Liputan6.com, Jakarta - Indonesia telah resmi masuk jurang resesi. Kepastian ini didapatkan pasca Badan Pusat Statistik (BPS) mengumumkan pertumbuhan ekonomi pada kuartal III 2020 terkontraksi 3,49 persen. Pada kuartal sebelumnya, ekonomi nasional juga minus 5,32 persen.
Kepastian resesi ini memunculkan kekhawatiran jika Indonesia juga akan terkena krisis dan depresi ekonomi. Lantas, apakah Indonesia akan turut mengalaminya?
Ekonom Senior sekaligus Direktur Riset Centre of Reform on Economics (CORE) Indonesia Piter Abdullah Redjalam menilai, Indonesia masih jauh dari kata krisis terlebih depresi ekonomi. Menurutnya, pertumbuhan ekonomi negatif ini baru terjadi selama dua kuartal beruntun.
Advertisement
"Ya belum lah (krisis dan depresi ekonomi), orang resesi saja baru. Depresi kalau resesi Itu berlangsung lama dan dalam," jelasnya kepada Liputan6.com, Kamis (5/11/2020).
Merujuk pada catatan yang dikeluarkan BPS, sejumlah indikator menunjukan bahwa perekonomian Indonesia berangsur membaik meski angka pertumbuhannya tetap minus. Oleh karenanya, Piter meminta masyarakat tidak perlu terlalu cemas dengan label krisis atau depresi ini.
"Masyarakat tidak perlu ditakuti dengan depresi. Pandeminya juga belum satu tahun, bagaimana disebut krisis ekonomi apalagi depresi?" ujar dia.
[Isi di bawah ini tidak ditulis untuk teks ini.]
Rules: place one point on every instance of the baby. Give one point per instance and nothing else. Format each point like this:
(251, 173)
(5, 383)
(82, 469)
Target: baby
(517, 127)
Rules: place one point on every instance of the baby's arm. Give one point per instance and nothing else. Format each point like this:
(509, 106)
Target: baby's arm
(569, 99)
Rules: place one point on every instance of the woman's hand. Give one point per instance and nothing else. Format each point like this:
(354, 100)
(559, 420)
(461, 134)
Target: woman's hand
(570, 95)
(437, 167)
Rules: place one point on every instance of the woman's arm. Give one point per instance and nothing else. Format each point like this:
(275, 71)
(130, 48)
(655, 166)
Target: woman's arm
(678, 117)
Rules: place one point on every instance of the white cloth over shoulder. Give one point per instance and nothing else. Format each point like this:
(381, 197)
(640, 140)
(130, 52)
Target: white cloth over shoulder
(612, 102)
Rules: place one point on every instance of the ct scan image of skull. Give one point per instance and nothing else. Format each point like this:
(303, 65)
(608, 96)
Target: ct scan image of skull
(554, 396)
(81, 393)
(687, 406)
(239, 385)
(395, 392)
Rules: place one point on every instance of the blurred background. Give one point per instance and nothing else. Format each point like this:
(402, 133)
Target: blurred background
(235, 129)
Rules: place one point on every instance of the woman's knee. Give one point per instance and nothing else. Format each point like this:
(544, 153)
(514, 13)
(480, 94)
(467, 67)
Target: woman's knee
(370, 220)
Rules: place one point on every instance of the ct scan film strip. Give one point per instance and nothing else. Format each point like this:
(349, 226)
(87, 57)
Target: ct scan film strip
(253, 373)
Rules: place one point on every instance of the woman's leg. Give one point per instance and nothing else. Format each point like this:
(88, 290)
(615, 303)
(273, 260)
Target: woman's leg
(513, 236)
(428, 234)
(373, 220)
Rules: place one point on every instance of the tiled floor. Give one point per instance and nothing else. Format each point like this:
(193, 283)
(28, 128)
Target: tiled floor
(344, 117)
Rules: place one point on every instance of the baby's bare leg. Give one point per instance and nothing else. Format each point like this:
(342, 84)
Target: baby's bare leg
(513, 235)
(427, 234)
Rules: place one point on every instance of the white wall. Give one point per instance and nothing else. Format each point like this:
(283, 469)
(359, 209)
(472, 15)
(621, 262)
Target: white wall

Piter menjabarkan, sebuah negara dapat dikatakan telah masuk ke era depresi jika pertumbuhan ekonominya jatuh terlalu dalam dan panjang. Hal itu disebutnya pernah dialami Amerika Serikat (AS) saat krisis malaise (great depression), tepatnya pada kurun waktu 1920 akhir hingga 1930 akhir.
"Depresi Itu kondisi dimana pertumbuhan ekonomi terkontraksi sangat dalam dan jangka panjang. Lebih dari 1,5 tahun. Dunia pernah mengalami great depression. Depresi di Amerika mulai tahun 1929 berakhir tahun 1939," tuturnya.
Saksikan video pilihan berikut ini:
Meski Resesi, Sri Mulyani Sebut Ekonomi Indonesia Membaik
Sebelumnya, Menteri Keuangan, Sri Mulyani Indrawati mengatakan, capaian pertumbuhan ekonomi kuartal III-2020 sudah cukup baik dibandingkan posisi kuartal sebelumnya. Hal ini menunjukan bahwa proses pemulihan ekonomi dan pembalikan arah dari aktivitas ekonomi nasional saat ini sedang menuju ke arah positif.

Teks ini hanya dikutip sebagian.